When I landed in Nairobi with my fellow travelers back in July, one of the first faces I saw as I exited Jomo Kenyatta International Airport was the one you see above. Arthur works for EOS Visions, the organization ONE.org enlisted to help with our travel logistics on the ground. I immediately liked Arthur: he's soft-spoken with perpetually kind eyes. "Karibu, Kenya," he said, extending his hand to each of us. "Welcome."
Over the next couple of days, as we blearily traveled all over Kenya, Arthur would just suddenly appear. He was rarely on the bus that took us everywhere, but somehow, whenever we arrived at our destination, Arthur would quietly be there, surveying the scene. "Where the heck did you come from?" I'd tease, feigning surprise. "I never see you, and then suddenly, there you are. What are you, some kind of phantom?"
Maybe!" he would joke back. "I'm always here. Even when you don't see me, I'm here. You're just not looking."
During that week, he continued to suddenly appear, always exactly when we needed him. Once, when we were caught in an impossible traffic jam, Arthur got out of the car that was in and took it upon himself to start directing traffic for our convoy, ignoring the ineffective police officer who was just standing in the middle of the road, at a loss. For our entire stay, Arthur was always a consummate professional, making sure that every last detail had been seen to, and that there were absolutely no hitches on our trip -- make no mistake, Arthur was a huge part of the reason that our trip to Kenya ran as smoothly as it did, and will remain one of the most memorable trips of my life.
And in between his work, Arthur and I became friends. He showed me pictures of his wife and his baby, and I showed him pictures of Marcus and Alex. He told me all about Kenya, and about his life there. And on our last night, as our group was having drinks near a huge bonfire, Arthur and some of his coworkers taught me some of the dance moves to music that was currently very popular in Kenya.
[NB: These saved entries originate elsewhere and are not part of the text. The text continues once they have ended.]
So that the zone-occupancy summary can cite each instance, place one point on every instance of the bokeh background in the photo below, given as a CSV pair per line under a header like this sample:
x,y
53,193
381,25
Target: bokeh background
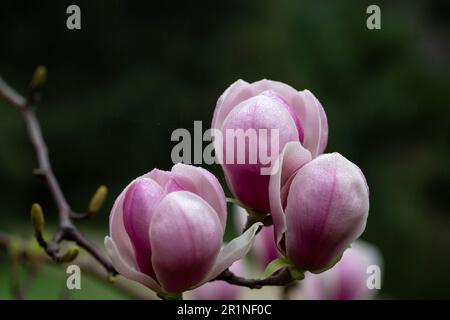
x,y
138,70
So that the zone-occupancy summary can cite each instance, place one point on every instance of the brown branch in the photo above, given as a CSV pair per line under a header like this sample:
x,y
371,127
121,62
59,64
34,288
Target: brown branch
x,y
86,263
279,279
67,230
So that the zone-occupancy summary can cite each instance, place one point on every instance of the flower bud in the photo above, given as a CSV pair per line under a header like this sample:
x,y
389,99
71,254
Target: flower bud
x,y
347,280
249,116
318,207
264,249
221,290
97,200
167,227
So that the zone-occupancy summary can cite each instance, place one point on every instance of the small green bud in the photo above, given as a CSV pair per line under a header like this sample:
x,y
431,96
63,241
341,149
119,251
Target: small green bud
x,y
97,200
37,218
70,255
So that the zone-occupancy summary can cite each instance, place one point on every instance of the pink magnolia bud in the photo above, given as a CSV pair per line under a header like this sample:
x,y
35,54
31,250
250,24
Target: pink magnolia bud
x,y
221,290
264,249
347,280
166,230
318,207
264,105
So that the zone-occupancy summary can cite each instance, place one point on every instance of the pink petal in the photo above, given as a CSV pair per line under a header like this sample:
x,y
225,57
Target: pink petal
x,y
141,200
185,236
204,184
327,208
235,250
245,178
292,158
307,108
160,176
117,227
127,270
221,290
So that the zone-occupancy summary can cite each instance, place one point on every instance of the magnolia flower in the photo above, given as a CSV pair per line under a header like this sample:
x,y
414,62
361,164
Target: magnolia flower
x,y
166,230
221,290
296,115
318,207
347,280
264,249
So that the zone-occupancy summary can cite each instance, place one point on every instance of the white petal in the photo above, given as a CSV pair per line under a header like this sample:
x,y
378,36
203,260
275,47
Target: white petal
x,y
128,271
235,250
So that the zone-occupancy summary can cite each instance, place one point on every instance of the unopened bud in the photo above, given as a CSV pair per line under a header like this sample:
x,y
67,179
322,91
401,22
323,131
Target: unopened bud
x,y
70,255
97,200
39,77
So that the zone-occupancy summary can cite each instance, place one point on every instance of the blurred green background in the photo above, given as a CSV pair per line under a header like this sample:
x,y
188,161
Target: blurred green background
x,y
137,71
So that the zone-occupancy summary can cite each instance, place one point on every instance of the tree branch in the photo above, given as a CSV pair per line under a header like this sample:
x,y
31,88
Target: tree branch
x,y
279,279
67,230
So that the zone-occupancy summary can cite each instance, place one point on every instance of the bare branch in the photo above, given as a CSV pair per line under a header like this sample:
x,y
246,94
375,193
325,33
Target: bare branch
x,y
280,279
67,230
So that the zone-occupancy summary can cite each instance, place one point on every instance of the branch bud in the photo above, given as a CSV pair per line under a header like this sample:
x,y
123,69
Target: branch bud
x,y
97,200
37,218
39,78
70,255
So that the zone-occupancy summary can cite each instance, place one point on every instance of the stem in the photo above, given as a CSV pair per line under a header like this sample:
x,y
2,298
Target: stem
x,y
67,230
280,279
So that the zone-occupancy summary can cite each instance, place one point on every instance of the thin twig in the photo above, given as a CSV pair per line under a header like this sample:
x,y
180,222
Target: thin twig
x,y
67,230
86,263
280,279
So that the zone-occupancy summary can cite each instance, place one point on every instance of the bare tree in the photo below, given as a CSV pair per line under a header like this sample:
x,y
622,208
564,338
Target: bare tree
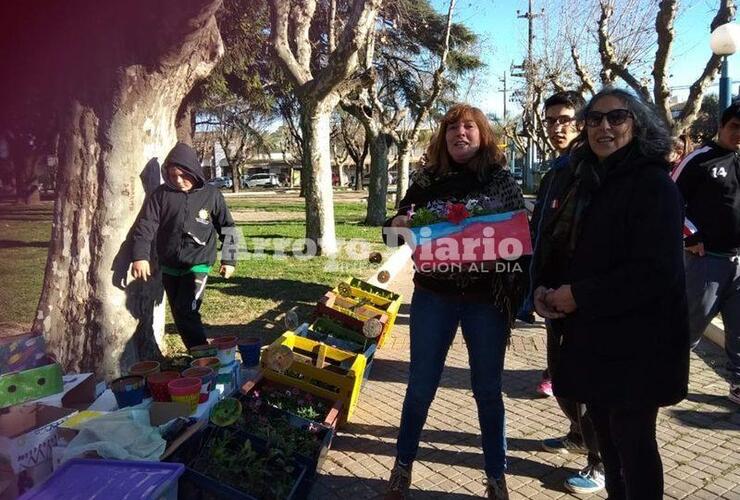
x,y
120,100
319,85
664,33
I like to think that they were laughing with me, and not at me.
Anyway, this week, when I heard about the horrible gas explosion and fire that killed scores of people in Sinai, a slum in Nairobi, my thoughts immediately went to everyone who we'd met while we were there. As soon as I read the news, I contacted Arthur via Twitter:
Arthur, I saw the news - how can we help?
His response was immediate, and though short, conveyed his concern:
currently many are homeless in need of blankets, clothing and basic things
I sent him another message:
email me an address to send things to (firstname.lastname@example.org) & we'll put out a call.
Yesterday, I finally heard from Arthur, with an address for the Kenya Red Cross where I could send help. And although I'm currently traveling, as soon as I return this weekend, I'm going to be going through all of my clothing, Marcus' clothing and Alex's clothing, to find some gently-worn things to send as soon as I can next week. It's the very least I can do to help repay the kindness that everyone in Kenya, including Arthur, showed us during that amazing trip.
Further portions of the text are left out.